Register the Azure AI Agent Service MCP Server MCP server in PolicyLayer and add a rule for get_model_quotas: allow, deny, rate-limit, or require approval. Point your MCP client at the PolicyLayer proxy URL and the rule is enforced on every call, before it reaches Azure AI Agent Service MCP Server. Nothing to install.
get_model_quotas is a Read tool with low risk. Read-only tools are generally safe to allow by default.
Yes. Add a rate_limit block to the get_model_quotas rule in your PolicyLayer policy. For example, setting max: 10 and window: 60 limits the tool to 10 calls per minute. Rate limits are tracked per agent session and reset automatically.
Set action: deny in the PolicyLayer policy for get_model_quotas. The AI agent will receive a policy violation error and cannot call the tool. You can also include a reason field to explain why the tool is blocked.

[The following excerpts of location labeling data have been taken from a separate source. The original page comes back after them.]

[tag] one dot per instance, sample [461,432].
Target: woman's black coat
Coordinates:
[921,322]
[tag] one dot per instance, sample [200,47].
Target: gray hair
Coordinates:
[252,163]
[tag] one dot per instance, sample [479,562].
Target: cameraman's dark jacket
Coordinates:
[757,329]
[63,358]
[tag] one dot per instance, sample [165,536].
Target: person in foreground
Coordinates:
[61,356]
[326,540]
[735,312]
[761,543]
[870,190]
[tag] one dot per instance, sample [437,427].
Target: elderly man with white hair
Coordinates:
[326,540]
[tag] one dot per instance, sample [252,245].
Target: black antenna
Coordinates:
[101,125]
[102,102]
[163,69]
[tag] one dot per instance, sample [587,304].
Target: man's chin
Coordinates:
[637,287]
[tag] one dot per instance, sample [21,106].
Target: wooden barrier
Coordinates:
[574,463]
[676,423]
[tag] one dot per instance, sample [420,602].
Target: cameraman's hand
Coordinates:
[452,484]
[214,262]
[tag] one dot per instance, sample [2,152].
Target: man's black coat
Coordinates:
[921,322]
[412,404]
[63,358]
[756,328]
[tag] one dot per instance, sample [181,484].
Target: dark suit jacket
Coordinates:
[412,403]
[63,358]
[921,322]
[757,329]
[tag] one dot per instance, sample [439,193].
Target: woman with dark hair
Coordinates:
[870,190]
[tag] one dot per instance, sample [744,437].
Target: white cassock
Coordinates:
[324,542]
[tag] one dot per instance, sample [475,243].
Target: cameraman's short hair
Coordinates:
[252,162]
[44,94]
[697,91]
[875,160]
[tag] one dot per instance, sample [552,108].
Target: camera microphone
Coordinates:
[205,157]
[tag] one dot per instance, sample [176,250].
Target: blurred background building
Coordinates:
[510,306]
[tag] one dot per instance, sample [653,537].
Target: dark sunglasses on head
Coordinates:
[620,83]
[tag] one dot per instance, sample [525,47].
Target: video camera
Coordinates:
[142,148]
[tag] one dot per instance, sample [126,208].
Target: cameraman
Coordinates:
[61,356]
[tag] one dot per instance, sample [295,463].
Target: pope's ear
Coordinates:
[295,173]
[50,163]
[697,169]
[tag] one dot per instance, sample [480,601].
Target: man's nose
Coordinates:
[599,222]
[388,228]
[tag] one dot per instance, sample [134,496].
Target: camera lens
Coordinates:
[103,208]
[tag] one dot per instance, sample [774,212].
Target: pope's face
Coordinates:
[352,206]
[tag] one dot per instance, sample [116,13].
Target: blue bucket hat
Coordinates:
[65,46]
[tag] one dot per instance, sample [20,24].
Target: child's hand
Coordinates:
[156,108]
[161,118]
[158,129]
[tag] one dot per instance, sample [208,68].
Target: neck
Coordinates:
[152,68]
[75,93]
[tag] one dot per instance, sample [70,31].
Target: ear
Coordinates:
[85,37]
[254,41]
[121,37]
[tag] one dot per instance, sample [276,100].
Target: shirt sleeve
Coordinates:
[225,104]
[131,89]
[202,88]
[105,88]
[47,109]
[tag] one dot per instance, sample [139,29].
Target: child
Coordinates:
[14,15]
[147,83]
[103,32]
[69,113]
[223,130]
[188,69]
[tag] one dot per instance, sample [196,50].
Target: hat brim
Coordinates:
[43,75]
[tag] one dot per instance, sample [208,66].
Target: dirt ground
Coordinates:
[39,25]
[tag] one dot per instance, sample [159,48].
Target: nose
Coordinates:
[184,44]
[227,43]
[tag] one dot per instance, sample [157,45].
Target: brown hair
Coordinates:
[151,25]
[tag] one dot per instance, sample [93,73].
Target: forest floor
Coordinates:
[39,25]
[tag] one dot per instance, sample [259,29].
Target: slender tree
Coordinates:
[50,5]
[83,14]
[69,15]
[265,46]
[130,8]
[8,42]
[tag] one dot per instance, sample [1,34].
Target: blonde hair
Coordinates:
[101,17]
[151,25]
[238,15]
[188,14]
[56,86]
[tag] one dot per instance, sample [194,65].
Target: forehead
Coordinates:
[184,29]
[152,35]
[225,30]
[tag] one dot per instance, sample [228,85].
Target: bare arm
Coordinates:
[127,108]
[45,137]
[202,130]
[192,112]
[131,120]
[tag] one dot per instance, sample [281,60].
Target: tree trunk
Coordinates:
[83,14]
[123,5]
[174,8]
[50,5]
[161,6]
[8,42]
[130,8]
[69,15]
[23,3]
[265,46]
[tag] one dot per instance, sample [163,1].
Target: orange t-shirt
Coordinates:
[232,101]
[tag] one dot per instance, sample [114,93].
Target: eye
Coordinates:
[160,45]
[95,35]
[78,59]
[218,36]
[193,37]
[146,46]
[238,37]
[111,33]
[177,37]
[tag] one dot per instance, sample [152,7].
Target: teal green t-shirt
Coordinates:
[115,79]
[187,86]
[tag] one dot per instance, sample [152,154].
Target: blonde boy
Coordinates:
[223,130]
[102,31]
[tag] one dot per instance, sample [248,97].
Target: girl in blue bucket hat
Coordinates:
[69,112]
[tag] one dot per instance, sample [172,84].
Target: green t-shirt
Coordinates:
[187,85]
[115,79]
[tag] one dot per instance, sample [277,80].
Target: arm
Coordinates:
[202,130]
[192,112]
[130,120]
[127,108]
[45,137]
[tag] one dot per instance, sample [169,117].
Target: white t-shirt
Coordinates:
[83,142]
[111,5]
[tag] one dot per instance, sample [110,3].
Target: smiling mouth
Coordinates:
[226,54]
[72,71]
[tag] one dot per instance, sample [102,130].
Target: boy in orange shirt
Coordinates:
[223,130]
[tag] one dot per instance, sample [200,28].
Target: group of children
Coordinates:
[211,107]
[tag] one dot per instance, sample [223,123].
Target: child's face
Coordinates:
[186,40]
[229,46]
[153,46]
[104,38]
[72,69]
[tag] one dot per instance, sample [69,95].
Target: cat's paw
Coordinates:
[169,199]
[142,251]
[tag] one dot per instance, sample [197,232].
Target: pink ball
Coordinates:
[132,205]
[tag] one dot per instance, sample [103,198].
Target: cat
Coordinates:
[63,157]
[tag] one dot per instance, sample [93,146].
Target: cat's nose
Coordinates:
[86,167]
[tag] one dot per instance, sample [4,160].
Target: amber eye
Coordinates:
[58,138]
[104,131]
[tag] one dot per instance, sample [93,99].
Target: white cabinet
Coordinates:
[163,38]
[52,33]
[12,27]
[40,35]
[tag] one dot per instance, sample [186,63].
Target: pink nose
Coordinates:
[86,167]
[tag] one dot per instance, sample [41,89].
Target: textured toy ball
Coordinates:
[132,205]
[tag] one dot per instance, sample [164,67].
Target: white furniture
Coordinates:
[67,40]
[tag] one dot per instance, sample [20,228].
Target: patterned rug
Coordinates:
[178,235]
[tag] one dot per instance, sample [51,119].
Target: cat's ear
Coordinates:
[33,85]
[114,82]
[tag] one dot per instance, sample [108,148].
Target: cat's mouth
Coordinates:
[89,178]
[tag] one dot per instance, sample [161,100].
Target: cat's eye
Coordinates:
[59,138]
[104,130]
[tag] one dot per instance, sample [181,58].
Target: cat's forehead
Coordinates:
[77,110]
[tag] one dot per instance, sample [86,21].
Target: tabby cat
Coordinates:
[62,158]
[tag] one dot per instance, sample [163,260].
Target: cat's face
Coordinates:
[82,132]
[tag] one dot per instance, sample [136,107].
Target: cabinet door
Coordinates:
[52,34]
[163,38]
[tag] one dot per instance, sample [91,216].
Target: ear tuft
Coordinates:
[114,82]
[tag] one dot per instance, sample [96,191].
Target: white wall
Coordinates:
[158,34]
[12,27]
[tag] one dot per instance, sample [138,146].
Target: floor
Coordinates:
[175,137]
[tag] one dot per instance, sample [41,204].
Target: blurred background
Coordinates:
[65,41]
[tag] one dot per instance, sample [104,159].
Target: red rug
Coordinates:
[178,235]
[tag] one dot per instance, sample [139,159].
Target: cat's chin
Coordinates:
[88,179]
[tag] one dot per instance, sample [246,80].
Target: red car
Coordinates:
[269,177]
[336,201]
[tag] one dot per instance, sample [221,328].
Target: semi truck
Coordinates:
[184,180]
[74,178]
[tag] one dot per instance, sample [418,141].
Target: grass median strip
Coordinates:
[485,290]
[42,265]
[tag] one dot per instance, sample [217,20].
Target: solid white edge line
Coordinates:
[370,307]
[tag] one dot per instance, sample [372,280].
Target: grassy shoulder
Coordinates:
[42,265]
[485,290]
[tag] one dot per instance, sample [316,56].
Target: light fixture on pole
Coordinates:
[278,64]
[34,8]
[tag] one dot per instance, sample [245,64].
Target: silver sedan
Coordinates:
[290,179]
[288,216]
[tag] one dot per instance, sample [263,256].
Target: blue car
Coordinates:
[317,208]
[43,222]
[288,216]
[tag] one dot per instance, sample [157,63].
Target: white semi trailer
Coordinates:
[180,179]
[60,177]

get_model_quotas is provided by the Azure AI Agent Service MCP Server MCP server (microsoft-foundry/mcp-foundry). PolicyLayer sits as a proxy in front of this server to enforce policies before tool calls reach the server.
Start from Azure AI Agent Service MCP Server, add the rest of your stack, and see everything your agents can call. Then put policy on all of it.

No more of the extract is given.